As the moral debate over violence sees toy guns swept from store shelves, Warner Interactive is to launch a game which forgoes killing and offers instead a chance to "test your parental skills and influence your creatures in their growing-up process".

The company claims it will teach social skills, as the better the Creatures are looked after, the longer they live. A spokeswoman said: "Lately, there has been a revolt from parents who say everything on television, videos and games is violent.

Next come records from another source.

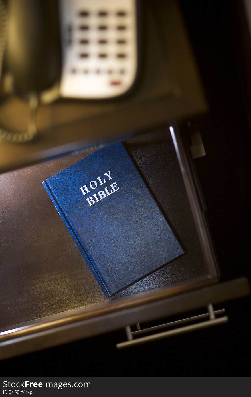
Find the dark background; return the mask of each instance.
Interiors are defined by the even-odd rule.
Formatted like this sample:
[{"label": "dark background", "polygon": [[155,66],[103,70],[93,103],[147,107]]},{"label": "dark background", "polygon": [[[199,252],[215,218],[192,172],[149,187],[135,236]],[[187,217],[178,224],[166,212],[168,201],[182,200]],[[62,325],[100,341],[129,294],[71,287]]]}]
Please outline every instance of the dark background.
[{"label": "dark background", "polygon": [[[207,153],[195,160],[223,279],[250,277],[248,126],[237,67],[237,2],[180,2],[209,103],[196,120]],[[238,72],[237,72],[238,70]],[[193,122],[194,122],[193,121]],[[246,376],[249,297],[224,307],[226,324],[124,351],[124,331],[12,358],[2,376]],[[221,308],[223,306],[221,306]]]}]

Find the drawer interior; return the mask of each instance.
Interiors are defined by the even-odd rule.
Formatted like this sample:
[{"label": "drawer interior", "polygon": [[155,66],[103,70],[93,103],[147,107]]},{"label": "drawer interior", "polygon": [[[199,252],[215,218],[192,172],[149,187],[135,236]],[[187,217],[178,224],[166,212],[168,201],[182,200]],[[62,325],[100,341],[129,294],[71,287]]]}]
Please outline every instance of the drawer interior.
[{"label": "drawer interior", "polygon": [[139,294],[149,295],[159,289],[180,285],[185,287],[191,281],[196,285],[196,280],[209,279],[168,129],[134,137],[125,145],[185,253],[107,299],[42,184],[90,152],[2,174],[1,330],[75,309],[91,310],[102,304],[105,307],[117,301],[129,302]]}]

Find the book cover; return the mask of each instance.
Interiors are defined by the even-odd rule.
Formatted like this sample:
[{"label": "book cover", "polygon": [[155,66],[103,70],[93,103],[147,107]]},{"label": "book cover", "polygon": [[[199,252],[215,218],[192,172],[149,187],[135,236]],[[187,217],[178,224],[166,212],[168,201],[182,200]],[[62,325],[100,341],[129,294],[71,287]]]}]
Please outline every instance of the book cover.
[{"label": "book cover", "polygon": [[43,185],[107,296],[184,253],[122,144]]}]

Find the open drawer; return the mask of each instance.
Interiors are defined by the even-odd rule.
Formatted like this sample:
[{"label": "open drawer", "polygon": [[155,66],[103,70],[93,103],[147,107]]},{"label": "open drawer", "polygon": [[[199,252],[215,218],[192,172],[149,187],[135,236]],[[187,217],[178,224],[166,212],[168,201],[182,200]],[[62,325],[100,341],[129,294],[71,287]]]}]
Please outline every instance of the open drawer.
[{"label": "open drawer", "polygon": [[245,278],[219,283],[203,200],[178,129],[165,127],[125,144],[185,254],[107,299],[42,184],[90,152],[2,174],[0,358],[249,293]]}]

Warner decided this would be the game to end the violence." She claimed 250,000 sales in advance of the 11 November launch date, indicating a demand for the peaceful alternative.

Gerry Masters, secretary of the British Association of Toy Retailers, said there had been a shift in attitudes towards children's toys which has forced a reassessment of guns. "Lots of members don't stock toy guns now, particularly the more realistic guns," he said.

Yesterday, in Hamley's toy store in London, there were no replica handguns or machine guns in sight, and the only toy blades were presented as ancient "Crusade" kits or glow-in-the-dark swords.

However, there was an array of computer games, priced up to pounds 50, which featured guns, knives or fighting on their covers.

Many parents imposed a ban on toy weapons long ago and are now thinking carefully about which of the computer games, with names like Doom and Streets of Rage II, to buy.

"We only buy them games which are educational or which can improve their co-ordination," said Margaret Balfe, from south London, who has two children, Eilish, four, and Declan, five. "But we don't believe in censoring things or saying an absolute `no' to guns. If you did that, you might end up glamorising them."

Gwyneth Roberts of Llandudno in north Wales said she had never bought her nine-year-old son, Gareth, guns and was now worried about computer games.

"If the stores have taken the initiative in pulling out replica guns, then I think that is a wonderful lead. Perhaps they should keep an eye on their computer games next."